Implemented, all lossless and verified byte-for-byte against real fixtures:

- **Tree surgery** — parse → navigate/edit/reorder/insert → re-serialize, byte-exact.
- **faststart** — `moov` to the front with `stco`/`co64` rewriting (`stco`→`co64`
  auto-promotion).
- **Lazy payloads** — process files larger than RAM (stream `mdat` disk→disk).
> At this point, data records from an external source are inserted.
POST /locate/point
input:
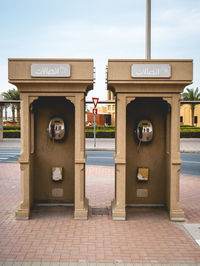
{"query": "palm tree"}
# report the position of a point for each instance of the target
(13, 94)
(191, 95)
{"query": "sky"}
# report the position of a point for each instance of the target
(102, 30)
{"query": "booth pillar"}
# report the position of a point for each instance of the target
(45, 98)
(1, 122)
(150, 95)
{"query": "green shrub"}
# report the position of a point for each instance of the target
(106, 128)
(190, 134)
(100, 134)
(14, 127)
(11, 134)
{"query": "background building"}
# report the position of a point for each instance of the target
(186, 113)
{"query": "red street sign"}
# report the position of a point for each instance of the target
(94, 111)
(95, 101)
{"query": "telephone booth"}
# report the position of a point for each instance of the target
(147, 150)
(52, 161)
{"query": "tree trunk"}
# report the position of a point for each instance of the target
(13, 112)
(6, 113)
(18, 113)
(192, 108)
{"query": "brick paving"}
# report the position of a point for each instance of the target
(53, 236)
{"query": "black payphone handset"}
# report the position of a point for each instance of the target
(144, 132)
(57, 128)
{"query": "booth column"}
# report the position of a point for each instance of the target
(24, 210)
(81, 203)
(176, 213)
(1, 122)
(119, 203)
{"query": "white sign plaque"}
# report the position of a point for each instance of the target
(151, 71)
(51, 70)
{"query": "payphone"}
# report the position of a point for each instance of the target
(144, 131)
(57, 128)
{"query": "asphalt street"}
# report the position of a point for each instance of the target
(190, 165)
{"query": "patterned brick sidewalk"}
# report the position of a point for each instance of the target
(53, 236)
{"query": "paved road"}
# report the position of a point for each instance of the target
(190, 165)
(103, 158)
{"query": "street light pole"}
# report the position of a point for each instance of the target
(148, 29)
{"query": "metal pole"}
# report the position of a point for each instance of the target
(94, 130)
(148, 29)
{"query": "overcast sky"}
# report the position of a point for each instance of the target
(100, 30)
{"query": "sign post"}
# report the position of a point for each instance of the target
(95, 101)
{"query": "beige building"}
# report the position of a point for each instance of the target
(186, 113)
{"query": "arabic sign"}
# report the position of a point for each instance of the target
(95, 101)
(151, 71)
(50, 70)
(95, 111)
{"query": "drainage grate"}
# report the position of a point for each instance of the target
(100, 211)
(194, 231)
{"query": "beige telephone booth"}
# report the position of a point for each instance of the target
(52, 160)
(147, 155)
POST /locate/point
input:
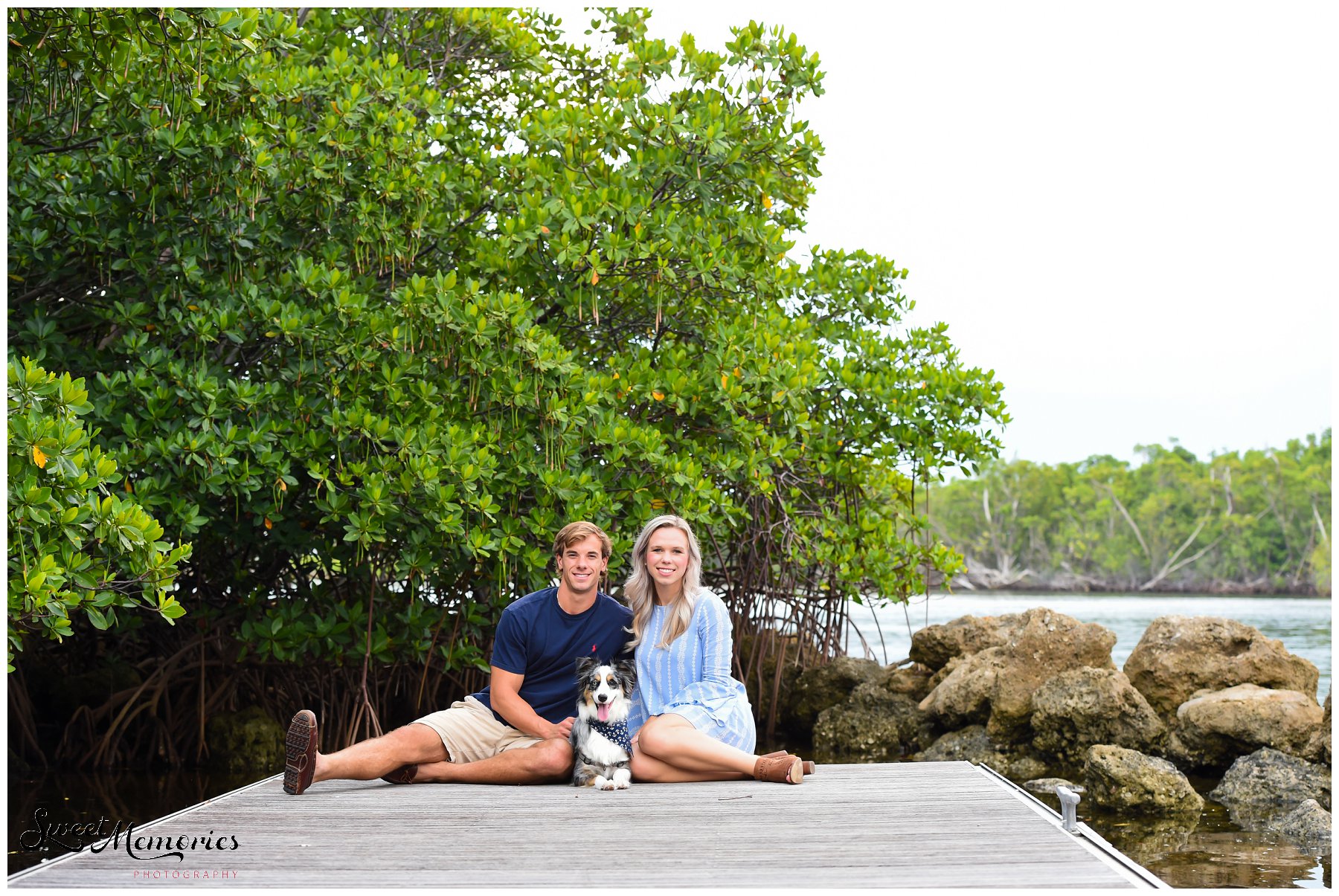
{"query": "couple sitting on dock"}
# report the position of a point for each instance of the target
(690, 718)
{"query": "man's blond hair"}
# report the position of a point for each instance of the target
(575, 532)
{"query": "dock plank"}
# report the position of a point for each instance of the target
(940, 824)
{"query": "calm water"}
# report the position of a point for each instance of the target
(1300, 623)
(1212, 851)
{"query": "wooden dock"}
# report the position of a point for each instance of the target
(942, 824)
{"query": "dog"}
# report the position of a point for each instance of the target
(600, 740)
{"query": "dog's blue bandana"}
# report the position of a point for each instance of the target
(615, 732)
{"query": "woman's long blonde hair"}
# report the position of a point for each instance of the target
(642, 591)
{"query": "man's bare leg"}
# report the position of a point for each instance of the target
(544, 762)
(370, 760)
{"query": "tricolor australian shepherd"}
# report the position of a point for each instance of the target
(600, 740)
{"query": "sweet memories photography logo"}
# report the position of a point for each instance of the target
(103, 835)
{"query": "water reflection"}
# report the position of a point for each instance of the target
(1210, 849)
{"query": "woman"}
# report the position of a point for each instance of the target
(690, 720)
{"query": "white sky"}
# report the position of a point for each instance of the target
(1123, 209)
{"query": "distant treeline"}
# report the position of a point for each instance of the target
(1253, 523)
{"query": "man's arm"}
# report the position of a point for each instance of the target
(505, 694)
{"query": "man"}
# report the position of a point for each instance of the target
(516, 729)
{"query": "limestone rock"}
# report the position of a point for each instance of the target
(1086, 706)
(934, 646)
(1131, 781)
(1213, 729)
(1180, 655)
(974, 745)
(1307, 824)
(912, 680)
(997, 683)
(1270, 780)
(829, 685)
(964, 695)
(1318, 747)
(944, 673)
(245, 741)
(873, 725)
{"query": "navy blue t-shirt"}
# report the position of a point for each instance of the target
(539, 639)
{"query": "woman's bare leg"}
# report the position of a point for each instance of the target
(651, 770)
(674, 742)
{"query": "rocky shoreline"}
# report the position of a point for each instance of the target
(1037, 697)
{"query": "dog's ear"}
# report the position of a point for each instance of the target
(629, 668)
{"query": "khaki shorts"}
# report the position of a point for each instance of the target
(470, 732)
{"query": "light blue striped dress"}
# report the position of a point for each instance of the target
(691, 678)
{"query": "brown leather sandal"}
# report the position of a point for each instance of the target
(405, 774)
(301, 753)
(809, 767)
(783, 769)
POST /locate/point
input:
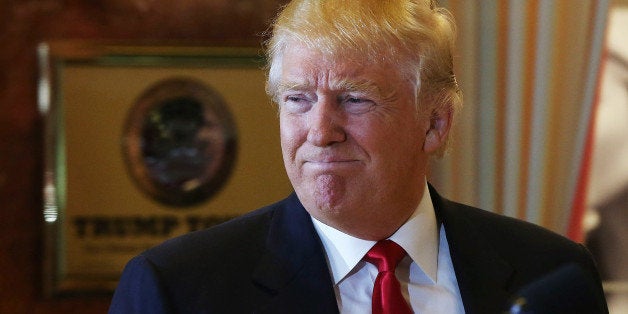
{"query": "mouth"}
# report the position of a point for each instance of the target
(330, 164)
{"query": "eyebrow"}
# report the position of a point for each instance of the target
(338, 85)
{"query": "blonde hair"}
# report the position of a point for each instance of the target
(415, 35)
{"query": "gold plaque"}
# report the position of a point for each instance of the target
(144, 143)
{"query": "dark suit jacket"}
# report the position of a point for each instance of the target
(272, 261)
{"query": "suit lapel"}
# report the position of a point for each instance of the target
(294, 270)
(482, 274)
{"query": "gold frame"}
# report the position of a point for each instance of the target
(95, 217)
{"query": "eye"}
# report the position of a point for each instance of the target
(357, 104)
(296, 103)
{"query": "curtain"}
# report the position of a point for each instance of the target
(528, 70)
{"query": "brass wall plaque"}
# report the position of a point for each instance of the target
(144, 143)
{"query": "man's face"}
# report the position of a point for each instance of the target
(352, 141)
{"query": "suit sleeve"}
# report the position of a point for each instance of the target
(595, 276)
(139, 290)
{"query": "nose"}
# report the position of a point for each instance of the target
(325, 124)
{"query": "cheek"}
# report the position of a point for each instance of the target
(290, 136)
- **Sample index + extraction** — flat `[%Sample{}]` per track; demux one track.
- **Trim** — time-range, keyframe-aligned, frame-accurate (`elst`), interleave-preserving.
- **Concatenate** — join compatible clips end-to-end.
- **Recursive virtual I/O** — chain the above in memory, no disk round-trip.
- **Fragmented MP4** — index/`defragment` fMP4, and `fragment` progressive → fMP4.

Out of scope (for now): re-encoding, DASH/HLS manifest and separate-segment
generation, encrypted (CENC) fMP4, `stz2` compact sample sizes, and HEIF/AVIF `iloc`
image editing. See `docs/superpowers/specs/` for the per-phase designs.